OK, you have to admit, that’s pretty cool. If Sir Isaac Newton was an organ grinder, this would be the machine he cranked. It’s interesting to watch, and it makes a jolly little noise as it works. It’s plain neato.
So I’m watching this Rube Goldberg contraption. It’s the shizzle. It rifles through Newton’s wastebasket, looking for new Laws of Motion after the first three aren’t enough to get the job done. It uses hydraulics, and electromotive force, and combustion, and every darn thing they can lay their hands on in the modern snouthouse. If it’s available at the mall, it’s integrated into the action. The hammer blow to turn on the power strip and start the fan is inspired.
Then, after 6 full minutes of glorious time wasting, you introduce some sort of porcine progeny, a water balloon, and what sounds to my ear like an off-camera F-bomb, followed by a mumbled punchline that spoils the joke.
Here’s to you, Mr.Theresnowayi’mgoingoutsideinslippersandatoqueandshovelingthedrivewaythefootballgameisonandijustgotmysnuggiearrangedjustso.
See, this guy gets it. You buy radio-controlled toys for your kids at Christmastime, and let them play with them for several minutes. Then they get bored and go back to playing Clash of Clans on their smartphones. Bwahahaha. Now it’s your turn. …

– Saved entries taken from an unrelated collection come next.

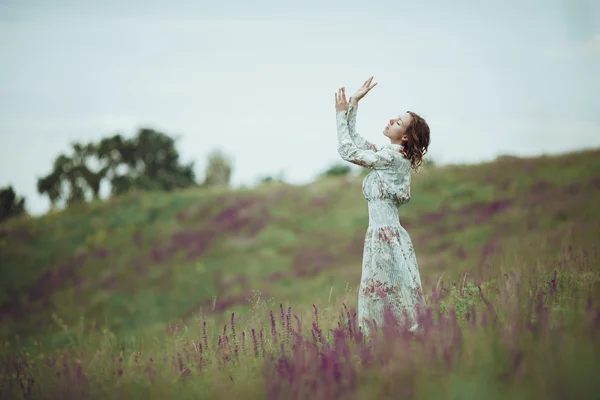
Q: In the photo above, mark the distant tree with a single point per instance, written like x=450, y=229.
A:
x=218, y=171
x=148, y=161
x=337, y=170
x=10, y=204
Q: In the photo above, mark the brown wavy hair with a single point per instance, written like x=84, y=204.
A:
x=418, y=140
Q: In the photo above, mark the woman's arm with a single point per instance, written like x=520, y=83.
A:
x=350, y=152
x=358, y=140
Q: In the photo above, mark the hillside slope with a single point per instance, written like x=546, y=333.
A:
x=141, y=260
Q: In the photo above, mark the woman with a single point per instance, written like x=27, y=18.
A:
x=390, y=274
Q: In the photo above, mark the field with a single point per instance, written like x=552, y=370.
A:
x=215, y=293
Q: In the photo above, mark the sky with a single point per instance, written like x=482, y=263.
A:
x=257, y=80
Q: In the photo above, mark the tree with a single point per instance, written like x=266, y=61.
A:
x=10, y=204
x=148, y=161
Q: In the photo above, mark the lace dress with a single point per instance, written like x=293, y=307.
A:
x=390, y=274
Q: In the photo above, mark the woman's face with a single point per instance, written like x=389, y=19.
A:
x=396, y=128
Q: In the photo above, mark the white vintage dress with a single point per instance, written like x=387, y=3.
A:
x=389, y=266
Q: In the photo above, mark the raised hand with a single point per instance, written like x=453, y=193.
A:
x=363, y=90
x=341, y=104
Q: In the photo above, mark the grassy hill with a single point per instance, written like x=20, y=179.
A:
x=146, y=259
x=136, y=263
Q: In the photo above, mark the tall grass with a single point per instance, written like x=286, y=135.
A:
x=532, y=332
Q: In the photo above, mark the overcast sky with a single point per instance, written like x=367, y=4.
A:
x=257, y=79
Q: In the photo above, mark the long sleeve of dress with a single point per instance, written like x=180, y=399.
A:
x=350, y=152
x=358, y=140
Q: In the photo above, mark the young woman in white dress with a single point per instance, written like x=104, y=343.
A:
x=390, y=274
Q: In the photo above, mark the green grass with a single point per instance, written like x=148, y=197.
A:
x=105, y=274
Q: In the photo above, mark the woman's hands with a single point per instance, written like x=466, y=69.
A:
x=363, y=90
x=340, y=100
x=341, y=104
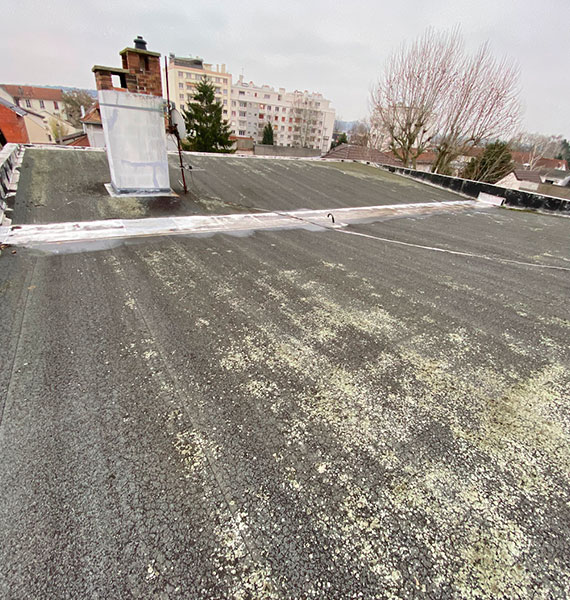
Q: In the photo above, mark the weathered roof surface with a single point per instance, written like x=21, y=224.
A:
x=353, y=152
x=74, y=184
x=371, y=411
x=34, y=92
x=532, y=176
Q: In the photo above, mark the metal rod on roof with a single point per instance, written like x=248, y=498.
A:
x=173, y=128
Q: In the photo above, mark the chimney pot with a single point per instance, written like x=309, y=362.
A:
x=140, y=44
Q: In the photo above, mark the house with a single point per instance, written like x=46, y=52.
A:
x=519, y=179
x=524, y=159
x=47, y=103
x=21, y=126
x=556, y=177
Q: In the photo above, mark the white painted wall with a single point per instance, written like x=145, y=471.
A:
x=135, y=137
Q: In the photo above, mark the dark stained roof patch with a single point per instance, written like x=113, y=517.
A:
x=353, y=152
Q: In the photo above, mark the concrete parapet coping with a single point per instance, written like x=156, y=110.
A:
x=512, y=198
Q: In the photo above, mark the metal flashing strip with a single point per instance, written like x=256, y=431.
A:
x=84, y=231
x=131, y=107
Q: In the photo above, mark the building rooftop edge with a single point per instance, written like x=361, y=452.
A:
x=139, y=51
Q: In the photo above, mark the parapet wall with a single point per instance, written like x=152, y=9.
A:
x=515, y=198
x=268, y=150
x=9, y=160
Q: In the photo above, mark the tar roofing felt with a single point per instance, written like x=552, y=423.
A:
x=379, y=411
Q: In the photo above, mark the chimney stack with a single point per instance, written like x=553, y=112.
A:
x=140, y=44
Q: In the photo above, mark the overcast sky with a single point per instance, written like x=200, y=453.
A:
x=336, y=48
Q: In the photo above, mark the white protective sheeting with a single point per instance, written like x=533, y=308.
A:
x=135, y=137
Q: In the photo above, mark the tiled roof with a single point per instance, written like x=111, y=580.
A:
x=352, y=152
x=34, y=93
x=522, y=158
x=93, y=115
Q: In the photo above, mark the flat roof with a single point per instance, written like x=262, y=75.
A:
x=379, y=410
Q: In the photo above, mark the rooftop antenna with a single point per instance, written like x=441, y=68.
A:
x=172, y=128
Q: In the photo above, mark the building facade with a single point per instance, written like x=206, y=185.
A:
x=298, y=119
x=183, y=75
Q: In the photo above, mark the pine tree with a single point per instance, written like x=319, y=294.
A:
x=267, y=135
x=207, y=131
x=495, y=162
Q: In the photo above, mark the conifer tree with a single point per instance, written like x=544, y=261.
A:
x=267, y=135
x=495, y=162
x=207, y=131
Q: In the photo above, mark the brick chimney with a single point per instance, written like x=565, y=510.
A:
x=140, y=72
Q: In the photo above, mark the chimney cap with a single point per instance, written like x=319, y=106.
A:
x=140, y=43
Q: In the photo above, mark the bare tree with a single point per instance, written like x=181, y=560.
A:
x=538, y=146
x=410, y=93
x=432, y=93
x=482, y=104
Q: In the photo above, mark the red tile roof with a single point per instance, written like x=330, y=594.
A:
x=352, y=152
x=93, y=115
x=80, y=141
x=33, y=93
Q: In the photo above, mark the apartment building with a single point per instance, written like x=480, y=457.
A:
x=185, y=73
x=298, y=118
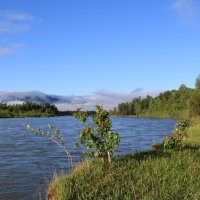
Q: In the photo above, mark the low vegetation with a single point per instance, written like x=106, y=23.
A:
x=164, y=173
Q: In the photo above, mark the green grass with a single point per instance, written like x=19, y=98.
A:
x=151, y=175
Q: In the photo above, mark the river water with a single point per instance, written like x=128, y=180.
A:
x=28, y=162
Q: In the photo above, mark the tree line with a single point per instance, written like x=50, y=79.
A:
x=28, y=109
x=181, y=103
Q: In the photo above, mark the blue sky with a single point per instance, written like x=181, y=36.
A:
x=79, y=47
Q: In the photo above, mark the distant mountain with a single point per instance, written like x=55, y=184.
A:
x=107, y=99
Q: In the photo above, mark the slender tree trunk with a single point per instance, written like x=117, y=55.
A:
x=109, y=157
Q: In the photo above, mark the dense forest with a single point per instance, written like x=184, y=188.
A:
x=28, y=109
x=181, y=103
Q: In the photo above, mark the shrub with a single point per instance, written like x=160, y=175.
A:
x=100, y=140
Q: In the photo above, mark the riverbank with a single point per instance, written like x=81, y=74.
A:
x=153, y=174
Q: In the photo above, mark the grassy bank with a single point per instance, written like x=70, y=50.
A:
x=158, y=174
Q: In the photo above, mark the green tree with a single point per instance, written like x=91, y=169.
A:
x=197, y=83
x=100, y=140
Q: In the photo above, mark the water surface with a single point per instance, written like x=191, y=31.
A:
x=28, y=162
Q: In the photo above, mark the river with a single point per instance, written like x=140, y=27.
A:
x=28, y=162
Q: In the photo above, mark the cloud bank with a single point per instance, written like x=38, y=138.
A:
x=108, y=99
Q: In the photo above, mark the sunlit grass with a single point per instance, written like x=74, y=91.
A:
x=152, y=175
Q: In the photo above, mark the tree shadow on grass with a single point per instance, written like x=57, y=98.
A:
x=144, y=155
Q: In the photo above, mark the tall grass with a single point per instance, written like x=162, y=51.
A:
x=147, y=175
x=150, y=175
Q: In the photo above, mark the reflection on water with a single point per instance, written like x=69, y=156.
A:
x=28, y=162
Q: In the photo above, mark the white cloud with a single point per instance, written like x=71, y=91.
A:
x=15, y=21
x=108, y=99
x=10, y=50
x=186, y=9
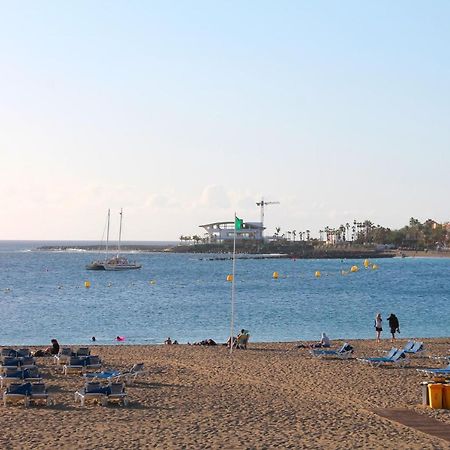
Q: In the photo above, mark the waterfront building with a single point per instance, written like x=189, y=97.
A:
x=224, y=231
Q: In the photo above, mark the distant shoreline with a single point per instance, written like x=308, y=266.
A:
x=311, y=253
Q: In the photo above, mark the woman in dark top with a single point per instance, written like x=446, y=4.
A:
x=394, y=325
x=54, y=349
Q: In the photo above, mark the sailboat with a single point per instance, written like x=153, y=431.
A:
x=117, y=262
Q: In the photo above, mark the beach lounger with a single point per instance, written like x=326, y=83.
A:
x=134, y=372
x=117, y=394
x=17, y=392
x=416, y=348
x=395, y=356
x=32, y=375
x=82, y=351
x=343, y=353
x=103, y=376
x=444, y=371
x=39, y=394
x=63, y=356
x=23, y=352
x=8, y=352
x=11, y=375
x=10, y=362
x=27, y=362
x=241, y=341
x=74, y=365
x=93, y=392
x=92, y=362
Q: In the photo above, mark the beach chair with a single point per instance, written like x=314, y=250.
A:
x=11, y=375
x=92, y=392
x=397, y=357
x=241, y=341
x=438, y=372
x=39, y=395
x=92, y=363
x=10, y=362
x=408, y=346
x=63, y=356
x=27, y=362
x=23, y=352
x=103, y=376
x=32, y=375
x=117, y=394
x=16, y=393
x=133, y=373
x=8, y=352
x=415, y=349
x=74, y=365
x=343, y=353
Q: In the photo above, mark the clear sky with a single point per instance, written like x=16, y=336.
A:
x=183, y=112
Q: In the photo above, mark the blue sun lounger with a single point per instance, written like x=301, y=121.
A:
x=395, y=356
x=343, y=353
x=444, y=371
x=103, y=376
x=416, y=348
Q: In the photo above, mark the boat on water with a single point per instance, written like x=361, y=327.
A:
x=117, y=262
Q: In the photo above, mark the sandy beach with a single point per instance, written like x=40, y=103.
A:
x=269, y=396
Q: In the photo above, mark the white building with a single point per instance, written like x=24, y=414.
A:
x=224, y=231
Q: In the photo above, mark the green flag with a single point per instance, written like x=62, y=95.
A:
x=238, y=223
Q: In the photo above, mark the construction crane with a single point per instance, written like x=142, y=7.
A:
x=263, y=203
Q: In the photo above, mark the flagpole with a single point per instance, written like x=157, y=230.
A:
x=232, y=288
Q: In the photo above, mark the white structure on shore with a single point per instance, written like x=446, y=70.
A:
x=224, y=231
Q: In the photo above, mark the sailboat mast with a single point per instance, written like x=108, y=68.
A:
x=120, y=233
x=107, y=235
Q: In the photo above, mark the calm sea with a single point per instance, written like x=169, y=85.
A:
x=187, y=297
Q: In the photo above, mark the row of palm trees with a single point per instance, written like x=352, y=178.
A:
x=192, y=239
x=344, y=233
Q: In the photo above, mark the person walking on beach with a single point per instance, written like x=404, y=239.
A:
x=394, y=325
x=378, y=326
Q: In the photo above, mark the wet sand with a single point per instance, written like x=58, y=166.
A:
x=269, y=396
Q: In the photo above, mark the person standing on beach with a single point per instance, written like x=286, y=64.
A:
x=394, y=325
x=378, y=326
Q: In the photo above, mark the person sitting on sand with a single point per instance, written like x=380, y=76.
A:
x=54, y=349
x=324, y=342
x=394, y=325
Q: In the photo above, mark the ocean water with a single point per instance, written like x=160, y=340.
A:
x=187, y=297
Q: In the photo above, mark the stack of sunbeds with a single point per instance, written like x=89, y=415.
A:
x=126, y=376
x=343, y=353
x=27, y=393
x=15, y=368
x=394, y=357
x=80, y=364
x=95, y=392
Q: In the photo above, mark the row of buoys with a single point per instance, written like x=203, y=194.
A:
x=87, y=284
x=317, y=273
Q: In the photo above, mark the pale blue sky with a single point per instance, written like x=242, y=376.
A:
x=184, y=112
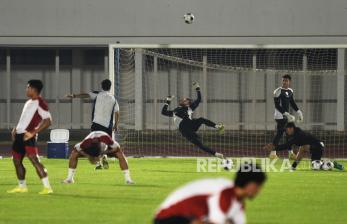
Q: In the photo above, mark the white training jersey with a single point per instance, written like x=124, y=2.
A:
x=212, y=200
x=105, y=105
x=34, y=111
x=105, y=140
x=284, y=97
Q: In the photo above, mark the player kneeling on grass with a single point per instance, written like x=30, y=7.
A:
x=306, y=142
x=212, y=201
x=94, y=146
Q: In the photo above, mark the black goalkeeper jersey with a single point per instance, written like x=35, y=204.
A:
x=182, y=112
x=284, y=98
x=300, y=138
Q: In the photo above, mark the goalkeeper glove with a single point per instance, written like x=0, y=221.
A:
x=300, y=116
x=169, y=99
x=196, y=85
x=289, y=117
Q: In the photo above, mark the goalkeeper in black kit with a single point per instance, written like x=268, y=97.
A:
x=188, y=126
x=284, y=99
x=307, y=143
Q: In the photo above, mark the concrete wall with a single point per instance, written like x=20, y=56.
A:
x=75, y=76
x=76, y=22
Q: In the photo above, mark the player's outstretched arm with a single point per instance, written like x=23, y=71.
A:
x=196, y=102
x=165, y=111
x=77, y=95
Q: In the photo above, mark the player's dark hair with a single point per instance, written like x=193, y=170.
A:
x=36, y=84
x=106, y=84
x=287, y=76
x=290, y=125
x=249, y=173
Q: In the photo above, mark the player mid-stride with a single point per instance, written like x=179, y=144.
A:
x=35, y=118
x=188, y=126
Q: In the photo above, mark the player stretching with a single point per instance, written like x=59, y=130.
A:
x=105, y=109
x=95, y=145
x=35, y=118
x=217, y=201
x=189, y=126
x=284, y=98
x=306, y=142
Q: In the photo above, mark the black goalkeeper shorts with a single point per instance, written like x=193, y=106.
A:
x=316, y=152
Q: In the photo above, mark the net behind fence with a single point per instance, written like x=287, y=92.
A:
x=237, y=90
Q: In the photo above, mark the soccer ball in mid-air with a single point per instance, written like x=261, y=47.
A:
x=227, y=164
x=316, y=164
x=188, y=18
x=327, y=165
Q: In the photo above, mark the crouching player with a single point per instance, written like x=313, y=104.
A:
x=217, y=201
x=306, y=143
x=94, y=146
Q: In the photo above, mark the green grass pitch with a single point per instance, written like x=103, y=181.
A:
x=303, y=196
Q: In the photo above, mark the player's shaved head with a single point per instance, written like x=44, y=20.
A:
x=185, y=102
x=290, y=127
x=106, y=85
x=36, y=84
x=286, y=79
x=287, y=76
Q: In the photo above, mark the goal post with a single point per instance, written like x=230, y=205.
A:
x=237, y=83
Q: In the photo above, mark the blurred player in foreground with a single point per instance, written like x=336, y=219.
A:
x=284, y=99
x=187, y=125
x=94, y=146
x=306, y=143
x=212, y=201
x=35, y=118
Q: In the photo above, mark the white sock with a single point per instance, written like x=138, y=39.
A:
x=127, y=175
x=71, y=174
x=45, y=182
x=272, y=153
x=22, y=183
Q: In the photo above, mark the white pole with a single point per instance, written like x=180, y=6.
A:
x=155, y=90
x=8, y=83
x=111, y=75
x=341, y=72
x=138, y=90
x=304, y=95
x=204, y=86
x=57, y=59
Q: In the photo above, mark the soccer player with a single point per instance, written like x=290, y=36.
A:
x=216, y=201
x=284, y=98
x=307, y=143
x=105, y=109
x=35, y=118
x=95, y=145
x=189, y=126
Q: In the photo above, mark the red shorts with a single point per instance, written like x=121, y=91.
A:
x=20, y=148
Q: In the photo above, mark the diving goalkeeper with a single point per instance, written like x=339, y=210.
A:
x=189, y=126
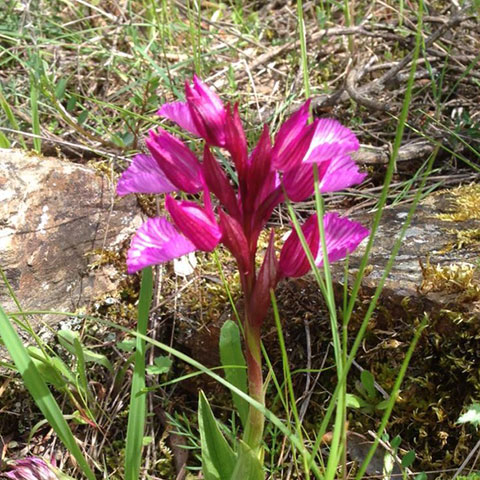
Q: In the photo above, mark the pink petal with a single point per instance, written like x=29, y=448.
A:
x=144, y=175
x=155, y=242
x=177, y=161
x=260, y=177
x=330, y=140
x=293, y=140
x=342, y=237
x=196, y=223
x=207, y=111
x=179, y=112
x=293, y=260
x=342, y=173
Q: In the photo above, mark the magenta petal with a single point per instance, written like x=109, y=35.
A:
x=260, y=178
x=293, y=260
x=293, y=140
x=156, y=241
x=177, y=161
x=342, y=173
x=196, y=223
x=219, y=184
x=342, y=237
x=179, y=112
x=299, y=182
x=144, y=175
x=207, y=112
x=330, y=140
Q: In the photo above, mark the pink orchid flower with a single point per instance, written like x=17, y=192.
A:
x=264, y=177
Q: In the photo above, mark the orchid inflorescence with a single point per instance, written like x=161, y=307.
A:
x=265, y=178
x=302, y=153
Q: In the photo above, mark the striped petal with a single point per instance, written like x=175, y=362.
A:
x=144, y=175
x=342, y=173
x=330, y=140
x=156, y=241
x=342, y=236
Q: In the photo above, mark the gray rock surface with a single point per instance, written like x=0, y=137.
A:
x=437, y=262
x=55, y=217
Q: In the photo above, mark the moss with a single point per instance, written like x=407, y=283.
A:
x=464, y=239
x=464, y=204
x=459, y=278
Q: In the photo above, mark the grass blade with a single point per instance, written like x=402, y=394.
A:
x=138, y=406
x=40, y=392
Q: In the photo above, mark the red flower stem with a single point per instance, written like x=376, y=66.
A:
x=254, y=430
x=252, y=327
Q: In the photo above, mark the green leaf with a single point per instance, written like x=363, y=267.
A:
x=67, y=339
x=138, y=406
x=72, y=101
x=161, y=365
x=40, y=392
x=52, y=370
x=60, y=88
x=368, y=382
x=408, y=459
x=231, y=356
x=396, y=441
x=82, y=117
x=248, y=465
x=218, y=458
x=472, y=415
x=354, y=401
x=127, y=345
x=4, y=141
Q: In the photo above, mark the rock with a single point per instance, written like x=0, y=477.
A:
x=436, y=264
x=55, y=219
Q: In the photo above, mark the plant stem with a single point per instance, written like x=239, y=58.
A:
x=254, y=431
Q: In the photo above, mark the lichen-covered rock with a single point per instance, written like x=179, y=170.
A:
x=56, y=219
x=436, y=266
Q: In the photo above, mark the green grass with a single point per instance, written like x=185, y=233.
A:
x=91, y=75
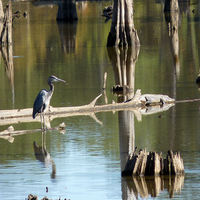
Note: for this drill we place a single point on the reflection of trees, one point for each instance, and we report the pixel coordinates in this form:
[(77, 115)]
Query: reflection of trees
[(68, 36), (123, 62), (67, 10)]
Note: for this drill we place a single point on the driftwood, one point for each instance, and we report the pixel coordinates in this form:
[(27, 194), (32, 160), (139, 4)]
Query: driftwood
[(145, 186), (150, 163), (138, 101)]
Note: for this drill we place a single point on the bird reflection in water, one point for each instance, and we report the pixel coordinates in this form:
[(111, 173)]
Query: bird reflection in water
[(43, 155)]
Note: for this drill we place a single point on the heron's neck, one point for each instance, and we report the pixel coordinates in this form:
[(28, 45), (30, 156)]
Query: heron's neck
[(51, 89)]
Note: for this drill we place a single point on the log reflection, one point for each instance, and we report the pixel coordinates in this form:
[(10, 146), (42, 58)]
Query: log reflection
[(145, 186)]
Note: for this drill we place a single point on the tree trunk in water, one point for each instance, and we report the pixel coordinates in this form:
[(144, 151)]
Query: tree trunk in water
[(122, 31)]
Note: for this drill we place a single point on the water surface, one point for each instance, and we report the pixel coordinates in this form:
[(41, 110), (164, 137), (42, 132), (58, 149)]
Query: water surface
[(89, 157)]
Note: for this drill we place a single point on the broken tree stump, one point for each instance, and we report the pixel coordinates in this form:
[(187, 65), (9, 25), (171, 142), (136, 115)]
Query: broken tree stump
[(151, 164)]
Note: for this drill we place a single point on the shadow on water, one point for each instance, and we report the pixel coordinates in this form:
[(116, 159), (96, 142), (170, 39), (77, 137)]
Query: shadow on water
[(145, 186), (43, 155), (123, 63)]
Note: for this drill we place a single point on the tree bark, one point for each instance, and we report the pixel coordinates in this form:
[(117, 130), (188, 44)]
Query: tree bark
[(123, 32)]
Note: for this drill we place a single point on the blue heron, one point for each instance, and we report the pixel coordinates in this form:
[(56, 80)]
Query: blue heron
[(43, 98)]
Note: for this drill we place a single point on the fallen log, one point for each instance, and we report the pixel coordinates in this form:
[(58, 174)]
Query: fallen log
[(151, 164), (136, 102)]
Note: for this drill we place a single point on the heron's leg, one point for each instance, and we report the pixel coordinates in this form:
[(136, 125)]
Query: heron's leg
[(44, 121), (41, 121)]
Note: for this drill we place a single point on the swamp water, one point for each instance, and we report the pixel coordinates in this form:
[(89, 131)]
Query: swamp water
[(88, 157)]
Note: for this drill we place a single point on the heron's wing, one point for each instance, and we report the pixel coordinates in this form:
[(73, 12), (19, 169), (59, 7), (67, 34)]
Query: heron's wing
[(39, 104)]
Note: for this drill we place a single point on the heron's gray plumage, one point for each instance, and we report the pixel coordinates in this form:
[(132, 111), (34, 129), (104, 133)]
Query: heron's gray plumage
[(44, 97)]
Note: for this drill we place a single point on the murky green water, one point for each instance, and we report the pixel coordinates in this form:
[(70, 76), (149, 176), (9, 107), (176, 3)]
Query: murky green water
[(89, 157)]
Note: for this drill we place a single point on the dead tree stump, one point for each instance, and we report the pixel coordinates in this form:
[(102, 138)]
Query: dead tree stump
[(151, 164)]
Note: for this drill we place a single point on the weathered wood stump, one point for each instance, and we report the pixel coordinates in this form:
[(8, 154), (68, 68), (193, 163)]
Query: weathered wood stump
[(151, 164)]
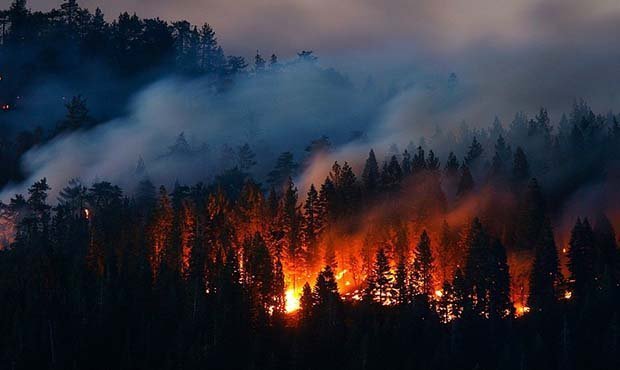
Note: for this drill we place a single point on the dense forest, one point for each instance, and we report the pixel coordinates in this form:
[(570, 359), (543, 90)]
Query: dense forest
[(473, 248)]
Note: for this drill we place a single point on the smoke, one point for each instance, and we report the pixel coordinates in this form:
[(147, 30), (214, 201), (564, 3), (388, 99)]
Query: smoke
[(273, 112), (394, 60)]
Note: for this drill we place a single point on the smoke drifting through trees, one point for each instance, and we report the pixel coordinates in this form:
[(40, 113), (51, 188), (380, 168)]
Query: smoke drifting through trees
[(307, 216)]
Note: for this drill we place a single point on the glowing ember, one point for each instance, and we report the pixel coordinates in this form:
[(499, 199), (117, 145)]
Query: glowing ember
[(291, 301), (522, 310), (341, 274)]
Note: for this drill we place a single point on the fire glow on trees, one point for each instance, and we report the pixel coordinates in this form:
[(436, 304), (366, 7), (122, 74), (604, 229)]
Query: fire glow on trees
[(406, 245)]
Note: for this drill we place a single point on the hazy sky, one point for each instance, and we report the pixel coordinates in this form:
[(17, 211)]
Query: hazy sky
[(328, 26)]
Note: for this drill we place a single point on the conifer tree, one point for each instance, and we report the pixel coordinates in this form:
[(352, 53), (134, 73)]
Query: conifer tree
[(466, 183), (581, 259), (312, 226), (520, 169), (422, 272), (545, 273), (474, 153), (370, 175), (380, 282)]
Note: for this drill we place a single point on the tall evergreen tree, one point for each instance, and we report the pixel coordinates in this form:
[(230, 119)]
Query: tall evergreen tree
[(545, 275), (581, 263), (423, 268), (370, 176)]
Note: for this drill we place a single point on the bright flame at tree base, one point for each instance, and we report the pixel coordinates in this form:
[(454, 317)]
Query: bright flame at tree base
[(291, 301)]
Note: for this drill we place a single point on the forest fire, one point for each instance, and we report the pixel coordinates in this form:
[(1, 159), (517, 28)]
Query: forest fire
[(292, 301)]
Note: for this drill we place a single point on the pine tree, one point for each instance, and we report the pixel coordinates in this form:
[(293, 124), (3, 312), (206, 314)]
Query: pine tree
[(530, 217), (466, 183), (581, 255), (545, 273), (290, 221), (285, 168), (474, 153), (370, 175), (478, 267), (245, 158), (380, 282), (520, 168), (501, 158), (161, 230), (327, 202), (452, 166), (77, 116), (401, 284), (422, 272), (306, 304), (211, 55), (418, 163), (607, 253), (432, 162), (500, 305), (391, 175), (312, 226), (259, 62)]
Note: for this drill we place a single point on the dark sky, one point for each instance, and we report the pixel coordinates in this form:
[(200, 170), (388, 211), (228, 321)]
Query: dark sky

I’m not sure what I was expecting. When you call something a Rube Slowberg machine, you’ve entered a world of new expectations. Exactly how slow will it be? Will I be alive by the time it finishes? Will any of my grandchildren live to see how it actually ends? Will the inevitable heat-death of the universe interfere with the Rube Slowberg machine, or is that part of it?